Improvements on all the intersections or roadways are unlikely by 2025, per the action plan. It’s more like a “pathway” for future improvements down the line.

Automated speed enforcement and more bike lanes, if the state will allow it

The plan also begs for some legislative change at the state level. Vision Zero officials outlined a small handful of changes they’d like to implement — but first, the PA House and Senate would have to pass policies to greenlight those updates.

There’s Senate Bill 565 and House Bill 792, for example, which would update the technical definition of a “curb” to make it easier to set up more protected bike lanes. They’d also like local control of speed limits, which are currently set at the 85th percentile of a road’s regular speed.

Another lofty goal, if the state will allow it: the VZ team wants to secure the speed cameras on Roosevelt Boulevard — currently, they’re just a five-year pilot program — and install more of them on High Injury Network corridors. Carroll called it a safer alternative to enforcement by police officers.

“There’s a lot of issues in the public now around policing in general, and police have a lot of work to do,” Carroll said. “One of the beautiful things about automated speed enforcement is it’s bias-free.”

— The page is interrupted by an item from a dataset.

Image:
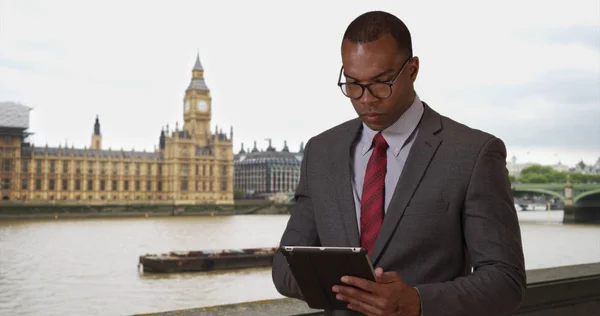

But that would take approval from the state and PennDOT, and the plan didn’t outline a specific path to achieving that.

More SEPTA use and Indego stations

Citing American Public Transportation Association data that show riding transit is 10 times safer than driving, Vision Zero officials say they want to move more people from their cars to SEPTA.

A few of their goals:

  • Improve bus travel times by 5%
  • Install special stoplights for trolleys
  • Beef up transit options so that 10% of Philly residents are within a quarter-mile of frequent public transit by 2025

There’s also attention being paid to Philly’s bike-share program. With 140 Indego stations currently open in Philly, Mayor Jim Kenney said the program will jump to 350 docks by 2025.